2. Separability Doctrine

The court addressed the doctrine of separability, which holds that an arbitration clause is independent of the main contract. Even if the main contract is terminated, the arbitration clause can still be invoked. The court cited Section 16(1) of the Arbitration and Conciliation Act, 1996, emphasizing that the arbitration agreement survives the termination of the main contract.

3. Scope of Inquiry under Section 11

The court clarified that the referral court’s role under Section 11 is limited to determining whether a prima facie arbitration agreement exists. The court should not delve into the merits of the dispute or the validity of the contract termination at this stage. This interpretation ensures that the arbitration process is not unduly delayed or interfered with by preliminary judicial scrutiny.

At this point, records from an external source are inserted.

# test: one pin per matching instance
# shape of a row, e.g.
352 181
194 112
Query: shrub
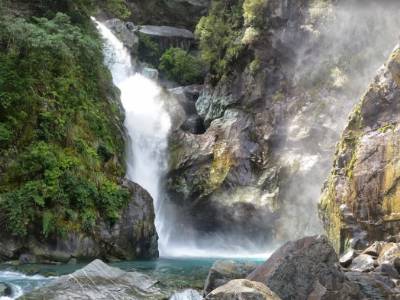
220 34
178 65
56 132
253 12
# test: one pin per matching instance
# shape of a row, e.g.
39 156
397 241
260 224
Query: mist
346 45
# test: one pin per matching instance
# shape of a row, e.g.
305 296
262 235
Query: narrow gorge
199 149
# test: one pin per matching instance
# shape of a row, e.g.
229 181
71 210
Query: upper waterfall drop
147 125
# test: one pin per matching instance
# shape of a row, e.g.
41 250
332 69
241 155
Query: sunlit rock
101 282
242 289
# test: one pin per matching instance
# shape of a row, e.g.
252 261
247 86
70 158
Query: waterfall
147 125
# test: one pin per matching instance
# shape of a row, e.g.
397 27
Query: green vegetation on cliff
180 66
220 34
60 138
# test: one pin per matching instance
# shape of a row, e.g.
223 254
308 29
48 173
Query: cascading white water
147 125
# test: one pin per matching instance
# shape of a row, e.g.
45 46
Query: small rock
374 250
305 269
363 263
194 124
186 295
73 261
346 259
242 289
5 290
27 259
387 270
222 271
150 73
389 252
101 282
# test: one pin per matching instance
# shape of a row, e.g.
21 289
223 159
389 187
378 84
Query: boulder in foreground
242 289
306 269
98 281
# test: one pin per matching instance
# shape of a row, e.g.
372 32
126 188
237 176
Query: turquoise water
172 274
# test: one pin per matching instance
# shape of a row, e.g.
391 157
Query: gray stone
223 271
363 263
194 124
98 281
150 73
5 290
387 270
125 31
305 269
242 289
346 259
186 295
184 13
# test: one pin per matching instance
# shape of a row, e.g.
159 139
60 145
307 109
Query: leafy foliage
252 12
60 144
220 34
178 65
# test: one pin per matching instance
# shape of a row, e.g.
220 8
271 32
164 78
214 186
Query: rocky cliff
281 80
360 203
62 192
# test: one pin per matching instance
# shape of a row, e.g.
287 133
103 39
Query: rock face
183 13
360 201
272 121
242 289
101 282
5 290
133 236
223 271
306 269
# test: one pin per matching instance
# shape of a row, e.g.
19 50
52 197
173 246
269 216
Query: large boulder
242 289
223 271
133 236
5 290
360 200
101 282
305 269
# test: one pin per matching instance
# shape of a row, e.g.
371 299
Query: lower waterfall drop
147 125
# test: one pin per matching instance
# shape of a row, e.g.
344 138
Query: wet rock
101 282
242 289
150 73
194 124
167 36
223 271
374 250
184 13
374 286
125 31
346 259
368 182
187 97
363 263
387 270
5 290
186 295
305 269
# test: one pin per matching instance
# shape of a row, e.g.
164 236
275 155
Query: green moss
255 66
179 66
149 51
386 128
253 12
58 136
220 35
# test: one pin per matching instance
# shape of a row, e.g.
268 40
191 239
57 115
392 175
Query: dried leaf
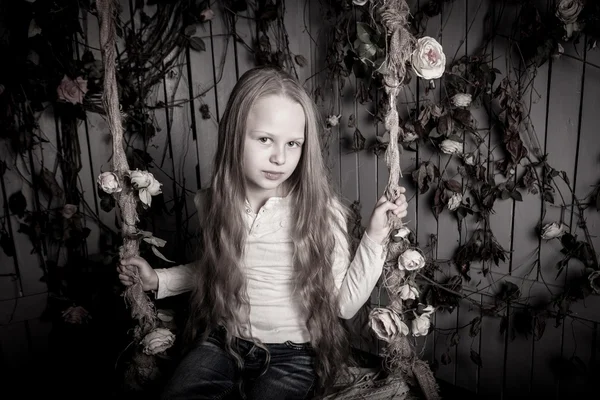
351 121
189 30
197 43
539 326
300 60
453 185
463 116
364 32
516 195
475 327
159 255
424 175
17 204
155 241
476 358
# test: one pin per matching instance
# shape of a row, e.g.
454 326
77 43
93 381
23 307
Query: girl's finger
381 200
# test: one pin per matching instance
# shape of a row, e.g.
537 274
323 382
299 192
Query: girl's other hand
379 225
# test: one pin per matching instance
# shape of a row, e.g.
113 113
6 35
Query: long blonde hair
220 290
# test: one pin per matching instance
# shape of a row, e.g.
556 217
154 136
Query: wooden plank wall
563 112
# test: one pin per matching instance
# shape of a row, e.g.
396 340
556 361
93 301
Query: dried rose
454 201
568 11
69 210
207 14
409 137
140 179
387 324
157 341
155 187
109 182
333 120
72 90
450 146
76 315
469 158
428 59
462 99
411 260
553 230
420 325
408 292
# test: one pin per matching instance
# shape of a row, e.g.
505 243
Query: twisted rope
142 308
400 356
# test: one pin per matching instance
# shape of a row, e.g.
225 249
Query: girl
274 272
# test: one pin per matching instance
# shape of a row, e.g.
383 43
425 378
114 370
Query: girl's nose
278 156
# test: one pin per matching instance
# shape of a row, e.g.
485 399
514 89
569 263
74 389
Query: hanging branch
142 308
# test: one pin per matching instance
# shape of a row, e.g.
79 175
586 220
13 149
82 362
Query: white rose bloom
450 146
568 10
454 201
159 340
428 59
462 99
402 233
420 325
428 310
411 260
409 137
155 187
333 120
408 292
553 230
109 182
387 324
140 179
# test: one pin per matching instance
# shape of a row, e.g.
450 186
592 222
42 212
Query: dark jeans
208 371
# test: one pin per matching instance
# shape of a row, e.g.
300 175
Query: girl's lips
273 175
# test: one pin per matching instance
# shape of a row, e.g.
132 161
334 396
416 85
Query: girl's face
273 145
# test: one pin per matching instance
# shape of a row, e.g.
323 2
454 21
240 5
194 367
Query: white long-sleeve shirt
275 314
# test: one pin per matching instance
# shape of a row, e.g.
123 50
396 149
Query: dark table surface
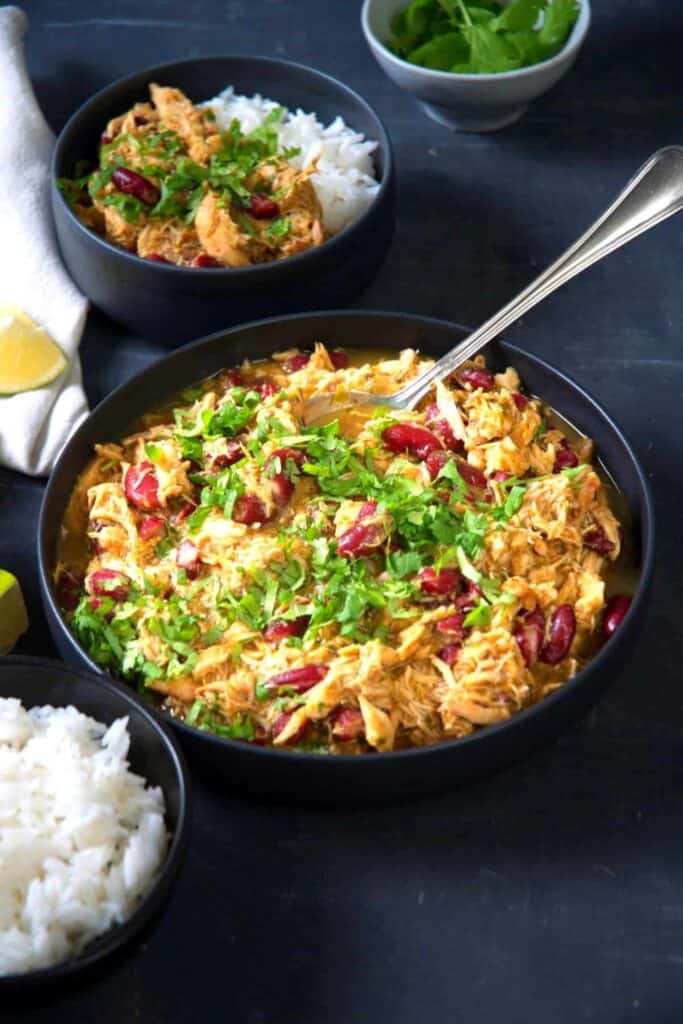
553 892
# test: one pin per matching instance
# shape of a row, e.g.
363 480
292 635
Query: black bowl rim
118 935
491 731
300 259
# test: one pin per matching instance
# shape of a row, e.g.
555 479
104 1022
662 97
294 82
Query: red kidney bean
296 455
109 583
133 183
141 486
152 526
597 541
442 429
361 539
282 721
469 599
263 208
282 629
529 635
265 387
412 438
297 361
298 680
70 589
442 584
470 474
476 377
347 724
205 262
187 558
562 629
233 452
283 487
565 459
249 509
435 462
338 358
452 627
614 613
449 654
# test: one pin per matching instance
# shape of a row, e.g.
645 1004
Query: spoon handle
652 195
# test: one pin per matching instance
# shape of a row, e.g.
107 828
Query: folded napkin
35 425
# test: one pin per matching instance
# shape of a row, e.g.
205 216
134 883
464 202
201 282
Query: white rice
81 837
344 178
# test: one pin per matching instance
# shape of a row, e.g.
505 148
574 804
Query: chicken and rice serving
182 183
380 582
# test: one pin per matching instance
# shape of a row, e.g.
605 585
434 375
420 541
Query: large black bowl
154 754
172 303
382 775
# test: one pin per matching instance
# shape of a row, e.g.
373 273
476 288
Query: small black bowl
374 776
154 754
171 303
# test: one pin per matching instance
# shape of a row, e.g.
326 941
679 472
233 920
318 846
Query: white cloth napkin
34 426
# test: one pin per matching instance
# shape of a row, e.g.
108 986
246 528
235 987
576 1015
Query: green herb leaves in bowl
483 37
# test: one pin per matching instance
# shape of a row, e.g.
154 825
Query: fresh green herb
209 720
483 37
278 228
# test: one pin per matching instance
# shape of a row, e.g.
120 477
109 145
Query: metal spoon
654 194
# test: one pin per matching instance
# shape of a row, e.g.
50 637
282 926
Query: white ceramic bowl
469 102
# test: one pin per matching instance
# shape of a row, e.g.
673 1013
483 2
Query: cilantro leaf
440 52
489 52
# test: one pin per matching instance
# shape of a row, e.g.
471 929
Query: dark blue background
551 893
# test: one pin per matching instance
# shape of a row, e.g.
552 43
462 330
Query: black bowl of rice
93 819
354 182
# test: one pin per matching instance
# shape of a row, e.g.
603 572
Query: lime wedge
13 619
29 357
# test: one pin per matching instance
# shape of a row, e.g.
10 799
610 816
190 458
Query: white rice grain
344 178
81 837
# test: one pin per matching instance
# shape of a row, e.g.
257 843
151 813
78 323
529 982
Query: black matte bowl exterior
172 304
154 754
337 778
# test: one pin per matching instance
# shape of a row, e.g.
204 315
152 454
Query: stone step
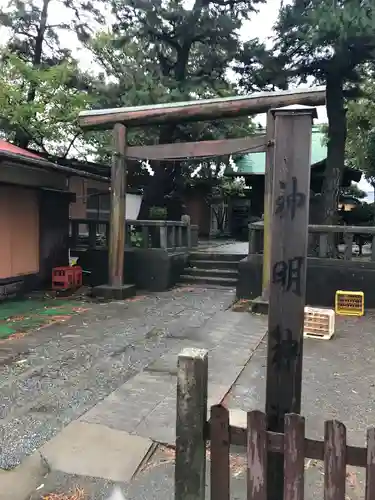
215 273
208 280
214 264
217 256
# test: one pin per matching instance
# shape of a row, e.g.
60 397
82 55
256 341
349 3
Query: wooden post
117 216
268 180
163 235
289 244
190 463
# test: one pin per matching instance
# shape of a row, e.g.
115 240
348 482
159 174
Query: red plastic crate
77 276
64 278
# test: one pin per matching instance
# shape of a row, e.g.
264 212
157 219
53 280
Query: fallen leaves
78 494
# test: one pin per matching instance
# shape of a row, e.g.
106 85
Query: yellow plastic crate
319 323
349 303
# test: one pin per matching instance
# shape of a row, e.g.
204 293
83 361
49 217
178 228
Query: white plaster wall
133 205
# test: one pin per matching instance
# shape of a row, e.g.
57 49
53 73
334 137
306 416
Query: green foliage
34 39
49 120
360 143
353 190
320 38
158 213
136 238
361 215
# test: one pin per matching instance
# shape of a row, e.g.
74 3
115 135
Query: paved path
239 247
338 383
95 394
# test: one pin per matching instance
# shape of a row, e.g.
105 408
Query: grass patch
20 316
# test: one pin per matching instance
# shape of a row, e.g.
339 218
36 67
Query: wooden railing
88 233
193 431
319 238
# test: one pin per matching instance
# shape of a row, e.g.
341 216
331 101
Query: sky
260 26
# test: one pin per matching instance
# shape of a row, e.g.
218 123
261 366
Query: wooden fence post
116 245
267 212
289 244
190 466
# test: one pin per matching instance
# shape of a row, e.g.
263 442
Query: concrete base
110 292
259 306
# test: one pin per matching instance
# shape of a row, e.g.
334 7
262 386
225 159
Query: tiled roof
255 163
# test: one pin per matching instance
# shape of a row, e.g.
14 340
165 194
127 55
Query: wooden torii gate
119 119
287 145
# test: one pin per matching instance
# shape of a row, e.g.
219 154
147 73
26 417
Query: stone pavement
93 396
338 383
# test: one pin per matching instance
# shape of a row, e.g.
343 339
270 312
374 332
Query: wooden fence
318 235
170 235
193 432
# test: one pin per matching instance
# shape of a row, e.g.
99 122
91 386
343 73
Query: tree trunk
22 138
335 156
336 149
161 183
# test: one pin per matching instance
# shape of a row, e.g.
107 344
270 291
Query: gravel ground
54 375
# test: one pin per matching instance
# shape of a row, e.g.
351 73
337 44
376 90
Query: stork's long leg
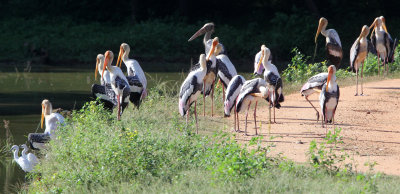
119 107
195 115
212 99
204 98
255 115
313 107
356 83
362 69
247 111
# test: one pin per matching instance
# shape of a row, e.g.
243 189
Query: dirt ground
370 125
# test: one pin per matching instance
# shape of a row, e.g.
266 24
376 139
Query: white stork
52 120
329 97
251 92
136 77
21 161
232 93
191 89
207 30
314 84
333 44
383 42
119 83
358 53
104 91
273 79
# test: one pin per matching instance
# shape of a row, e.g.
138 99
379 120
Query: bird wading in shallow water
191 89
358 53
136 77
329 98
333 45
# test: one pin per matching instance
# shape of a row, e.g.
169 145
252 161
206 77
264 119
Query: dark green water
21 95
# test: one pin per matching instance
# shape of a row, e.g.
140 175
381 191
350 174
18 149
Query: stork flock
116 89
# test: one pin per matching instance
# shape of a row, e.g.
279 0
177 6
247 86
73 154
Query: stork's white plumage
329 97
30 157
119 83
252 91
358 53
333 44
191 89
383 42
273 80
136 77
232 93
21 161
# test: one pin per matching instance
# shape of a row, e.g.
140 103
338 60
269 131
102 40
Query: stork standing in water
329 98
119 83
207 30
21 161
30 157
251 92
314 84
52 120
209 79
191 89
136 77
103 91
232 93
333 44
358 53
273 79
383 42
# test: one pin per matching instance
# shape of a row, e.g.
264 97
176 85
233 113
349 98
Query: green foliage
299 70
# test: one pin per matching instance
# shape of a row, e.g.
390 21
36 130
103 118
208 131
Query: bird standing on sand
329 97
358 53
191 89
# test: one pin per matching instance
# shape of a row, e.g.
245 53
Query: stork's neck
16 157
324 31
207 37
125 56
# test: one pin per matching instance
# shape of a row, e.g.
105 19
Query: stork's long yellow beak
260 61
215 43
42 119
97 68
119 60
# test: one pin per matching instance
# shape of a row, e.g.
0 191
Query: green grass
152 151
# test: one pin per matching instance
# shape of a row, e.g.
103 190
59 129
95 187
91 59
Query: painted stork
53 122
226 70
383 42
211 76
136 77
207 30
232 93
251 92
273 79
314 84
329 97
104 91
30 157
333 44
21 161
191 89
358 53
119 83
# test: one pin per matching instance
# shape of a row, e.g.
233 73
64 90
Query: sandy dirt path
370 125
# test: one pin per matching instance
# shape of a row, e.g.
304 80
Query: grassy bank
152 151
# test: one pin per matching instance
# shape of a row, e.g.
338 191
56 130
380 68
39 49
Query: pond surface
21 95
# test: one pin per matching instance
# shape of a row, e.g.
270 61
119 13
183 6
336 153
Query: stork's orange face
214 45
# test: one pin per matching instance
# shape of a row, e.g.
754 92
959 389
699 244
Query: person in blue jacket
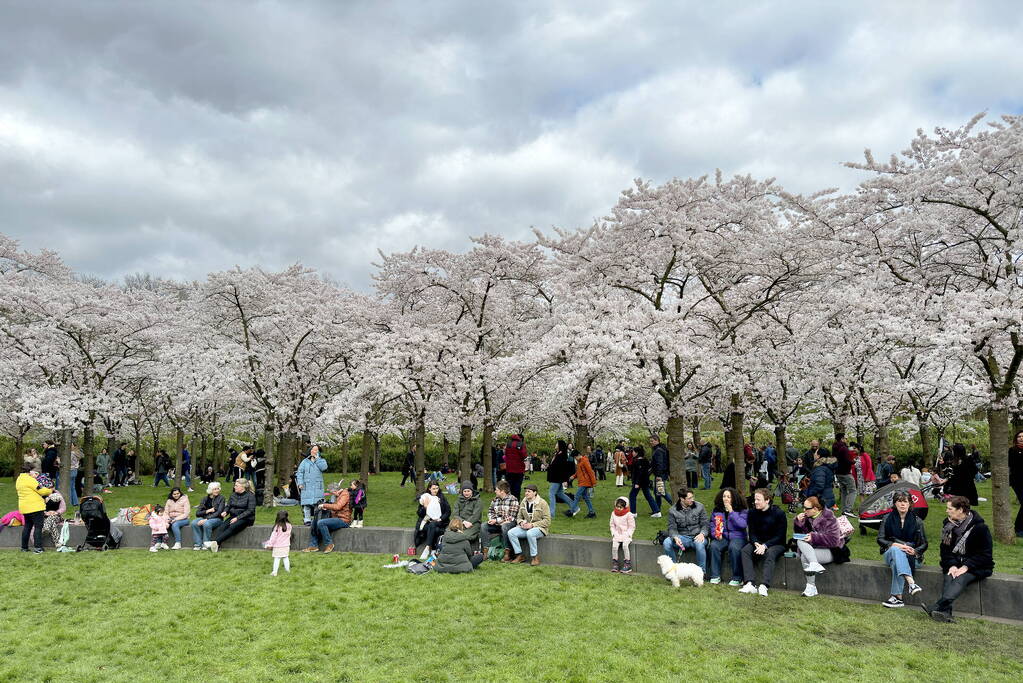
310 481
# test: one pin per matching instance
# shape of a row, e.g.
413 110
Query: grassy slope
139 617
391 505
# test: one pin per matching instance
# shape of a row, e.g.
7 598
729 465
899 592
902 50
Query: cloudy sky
177 138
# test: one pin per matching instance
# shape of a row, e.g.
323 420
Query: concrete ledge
999 596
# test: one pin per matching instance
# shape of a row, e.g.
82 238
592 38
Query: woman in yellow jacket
31 503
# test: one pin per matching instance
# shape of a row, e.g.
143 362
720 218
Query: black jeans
33 520
227 530
951 589
769 559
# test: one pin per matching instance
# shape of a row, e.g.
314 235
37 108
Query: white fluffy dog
678 572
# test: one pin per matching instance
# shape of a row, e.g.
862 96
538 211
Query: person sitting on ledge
240 513
456 554
902 543
534 521
966 555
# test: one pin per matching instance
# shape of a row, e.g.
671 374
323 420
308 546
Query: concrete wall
999 596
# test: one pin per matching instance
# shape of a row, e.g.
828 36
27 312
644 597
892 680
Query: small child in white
623 526
158 524
280 542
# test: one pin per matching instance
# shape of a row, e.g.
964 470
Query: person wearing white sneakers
818 539
766 525
178 511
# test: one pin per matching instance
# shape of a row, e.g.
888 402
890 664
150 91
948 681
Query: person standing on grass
208 516
310 481
966 555
178 511
727 532
239 514
640 482
766 525
902 543
32 504
587 482
819 541
534 521
623 526
686 529
1016 477
502 515
280 543
559 472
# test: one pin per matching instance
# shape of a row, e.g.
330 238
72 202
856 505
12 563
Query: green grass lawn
391 505
132 616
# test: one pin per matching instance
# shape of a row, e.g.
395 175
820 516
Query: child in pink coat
280 542
158 524
623 526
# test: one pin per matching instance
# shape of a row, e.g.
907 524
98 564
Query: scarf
955 533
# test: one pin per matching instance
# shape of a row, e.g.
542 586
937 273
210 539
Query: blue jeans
901 564
558 491
671 549
517 534
654 505
204 533
320 532
735 548
177 526
582 493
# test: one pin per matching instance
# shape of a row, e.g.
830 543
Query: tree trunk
997 427
676 454
367 452
89 451
464 451
345 464
419 459
65 465
179 447
268 475
488 455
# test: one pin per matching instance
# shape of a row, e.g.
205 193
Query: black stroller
98 533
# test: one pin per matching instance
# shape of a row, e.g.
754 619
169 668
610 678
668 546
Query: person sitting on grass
456 554
534 521
686 528
966 555
434 514
902 543
239 514
208 516
470 511
727 532
766 525
817 538
178 510
502 515
341 517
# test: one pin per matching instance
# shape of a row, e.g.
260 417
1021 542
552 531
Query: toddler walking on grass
280 542
158 524
623 526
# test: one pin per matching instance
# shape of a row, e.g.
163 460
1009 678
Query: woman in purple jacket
817 538
727 532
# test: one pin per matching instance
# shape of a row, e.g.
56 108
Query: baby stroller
98 533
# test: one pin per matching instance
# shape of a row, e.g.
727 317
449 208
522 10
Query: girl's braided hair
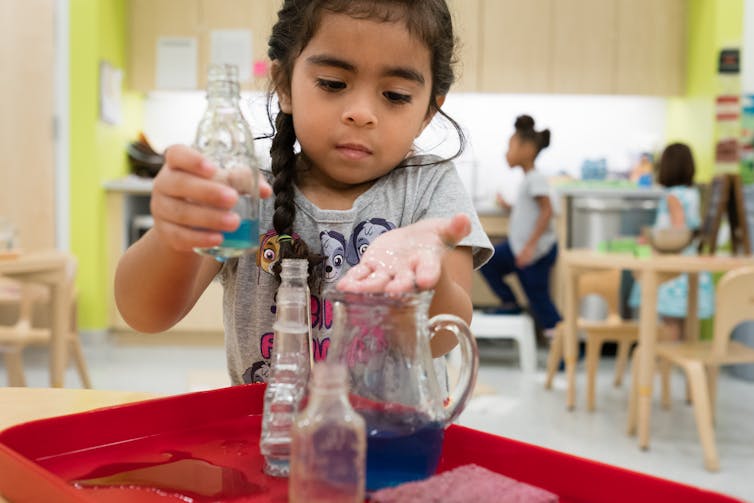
428 20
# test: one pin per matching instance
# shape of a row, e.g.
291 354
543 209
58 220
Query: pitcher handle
469 361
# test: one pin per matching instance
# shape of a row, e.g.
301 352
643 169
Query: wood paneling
27 174
466 15
584 46
516 46
651 47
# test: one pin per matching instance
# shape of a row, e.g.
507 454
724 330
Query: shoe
504 309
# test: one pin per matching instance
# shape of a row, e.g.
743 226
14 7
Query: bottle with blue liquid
224 137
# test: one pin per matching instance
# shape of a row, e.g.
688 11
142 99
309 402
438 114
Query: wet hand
408 258
191 203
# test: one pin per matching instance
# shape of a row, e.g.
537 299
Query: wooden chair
701 359
613 329
14 338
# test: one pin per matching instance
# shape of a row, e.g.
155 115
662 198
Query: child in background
679 208
531 248
356 83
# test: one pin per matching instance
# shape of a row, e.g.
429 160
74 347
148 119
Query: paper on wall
176 63
233 47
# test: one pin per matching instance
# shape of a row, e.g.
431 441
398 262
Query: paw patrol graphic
258 372
334 251
269 251
363 235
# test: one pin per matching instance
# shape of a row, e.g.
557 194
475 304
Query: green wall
711 25
97 150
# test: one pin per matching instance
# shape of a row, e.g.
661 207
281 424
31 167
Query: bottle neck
294 272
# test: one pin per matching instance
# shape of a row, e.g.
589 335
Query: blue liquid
246 236
400 449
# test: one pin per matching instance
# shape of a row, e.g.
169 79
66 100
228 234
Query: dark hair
298 20
676 166
525 130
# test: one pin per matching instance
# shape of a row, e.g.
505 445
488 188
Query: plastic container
222 427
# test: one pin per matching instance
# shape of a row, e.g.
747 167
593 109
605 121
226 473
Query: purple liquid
400 447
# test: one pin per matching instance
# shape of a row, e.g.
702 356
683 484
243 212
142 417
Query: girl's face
360 93
519 152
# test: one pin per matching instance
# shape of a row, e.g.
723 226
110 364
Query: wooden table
18 405
651 271
50 268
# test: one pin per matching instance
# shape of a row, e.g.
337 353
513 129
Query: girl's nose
360 112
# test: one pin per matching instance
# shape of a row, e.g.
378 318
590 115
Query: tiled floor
510 403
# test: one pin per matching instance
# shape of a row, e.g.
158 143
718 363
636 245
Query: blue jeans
534 279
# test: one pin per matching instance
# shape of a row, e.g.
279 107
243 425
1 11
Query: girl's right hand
190 207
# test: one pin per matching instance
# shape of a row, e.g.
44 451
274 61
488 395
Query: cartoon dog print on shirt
334 251
363 235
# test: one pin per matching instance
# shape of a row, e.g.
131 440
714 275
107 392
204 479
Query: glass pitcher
383 339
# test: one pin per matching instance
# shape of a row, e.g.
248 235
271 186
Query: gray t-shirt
525 213
402 197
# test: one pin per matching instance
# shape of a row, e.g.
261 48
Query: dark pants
534 279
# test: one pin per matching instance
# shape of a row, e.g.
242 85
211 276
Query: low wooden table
49 268
651 271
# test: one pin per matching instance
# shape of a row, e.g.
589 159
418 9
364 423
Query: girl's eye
331 85
398 98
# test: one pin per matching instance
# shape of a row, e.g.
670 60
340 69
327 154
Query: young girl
356 81
531 247
679 208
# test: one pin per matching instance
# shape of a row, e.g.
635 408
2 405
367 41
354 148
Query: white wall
617 128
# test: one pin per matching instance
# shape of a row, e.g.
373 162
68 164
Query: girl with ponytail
531 248
355 82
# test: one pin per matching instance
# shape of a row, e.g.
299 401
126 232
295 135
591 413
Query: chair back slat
734 304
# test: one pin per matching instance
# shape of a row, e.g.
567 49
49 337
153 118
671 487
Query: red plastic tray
39 458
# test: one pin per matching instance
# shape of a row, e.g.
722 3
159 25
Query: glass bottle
289 371
329 443
224 137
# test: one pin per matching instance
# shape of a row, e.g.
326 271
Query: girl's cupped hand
407 258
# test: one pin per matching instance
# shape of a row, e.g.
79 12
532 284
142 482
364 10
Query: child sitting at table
679 208
531 248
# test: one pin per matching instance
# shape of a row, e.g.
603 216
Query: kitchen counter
608 189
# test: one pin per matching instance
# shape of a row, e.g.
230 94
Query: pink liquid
189 479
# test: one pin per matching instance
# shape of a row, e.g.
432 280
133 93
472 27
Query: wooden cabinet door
466 25
585 46
27 174
516 46
651 47
256 15
148 20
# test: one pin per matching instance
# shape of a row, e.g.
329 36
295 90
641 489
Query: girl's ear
431 111
282 87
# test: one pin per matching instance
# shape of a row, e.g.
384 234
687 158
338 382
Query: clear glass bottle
224 137
329 443
290 366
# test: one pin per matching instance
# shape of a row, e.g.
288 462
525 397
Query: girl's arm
155 286
452 295
675 210
543 220
160 278
421 256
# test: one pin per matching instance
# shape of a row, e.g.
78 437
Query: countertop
130 184
609 190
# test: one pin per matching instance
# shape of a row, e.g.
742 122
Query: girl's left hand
408 258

4. Interconnected Agreements

The court held that the MoU and the agreement of sale should be read together as part of the same transaction. Despite the use of the word “may” in the arbitration clause of the agreement of sale, the court found that the intention to arbitrate was clear when both agreements were considered together. This interpretation ensures that the intention of the parties to arbitrate disputes is not defeated by the wording of a single clause in one of the agreements.

5. Insufficient Stamping of Agreements

The respondents raised an objection regarding the insufficient stamping of the MoU and the agreement of sale. The court cited a Supreme Court decision, holding that issues of insufficient stamping should be left for the arbitral tribunal to decide. This interpretation ensures that minor procedural issues do not prevent parties from accessing arbitration.

Judgment and Implications

The High Court of Telangana allowed the arbitration application, appointing Sri Justice V. V. S. Rao, Former Judge of the High Court of Andhra Pradesh, as the sole arbitrator. The court held that a valid arbitration agreement exists between the parties and that all issues, including the termination of the MoU and the agreement of sale, should be decided by the arbitral tribunal.

Interpretation of ‘May’ in an Agreement

One of the critical aspects of this judgment is the interpretation of the word “may” in the arbitration clause of the agreement of sale. The respondents argued that the use of “may” introduced an element of uncertainty and rendered the arbitration clause unenforceable. However, the court held that when read together with the MoU, which clearly provided for arbitration, the intention of the parties to arbitrate was evident. The court cited the Supreme Court’s decision in Olympus Superstructures (P) Ltd. v. Meena Vijay Khetan (1999) 5 SCC 651, which emphasized that in interconnected agreements, the arbitration clause in the main agreement governs disputes arising under both agreements.

Conclusion

The High Court of Telangana’s judgment in Urbanwoods Realty LLP vs Mrs. Uma Rastogi & Another is a significant contribution to the jurisprudence on arbitration law. It deals with the importance of arbitration as a dispute resolution mechanism, particularly in complex commercial transactions. The court’s interpretation of the word “may” in the arbitration clause is particularly noteworthy, as it reflects a pragmatic approach to enforcing the parties’ intention to arbitrate.

The judgment also highlights the need for clear and unambiguous arbitration clauses in agreements. While the court was able to infer the intention to arbitrate from the interconnected nature of the agreements, parties would be well-advised to use definitive language in their arbitration clauses to avoid ambiguity. This judgment serves as a reminder that arbitration is a valuable tool for resolving disputes efficiently and effectively, provided that the arbitration agreements are properly drafted and enforced.

In conclusion, the High Court of Telangana’s decision reaffirms the sanctity of arbitration agreements and provides valuable guidance for legal practitioners and businesses. It emphasizes the importance of clear arbitration clauses and the limited role of the referral court under Section 11, ensuring that arbitration proceedings are not unduly delayed or interfered with by preliminary judicial scrutiny. This judgment is a testament to the robustness of arbitration as a dispute resolution mechanism and offers valuable insights for legal practitioners and businesses alike.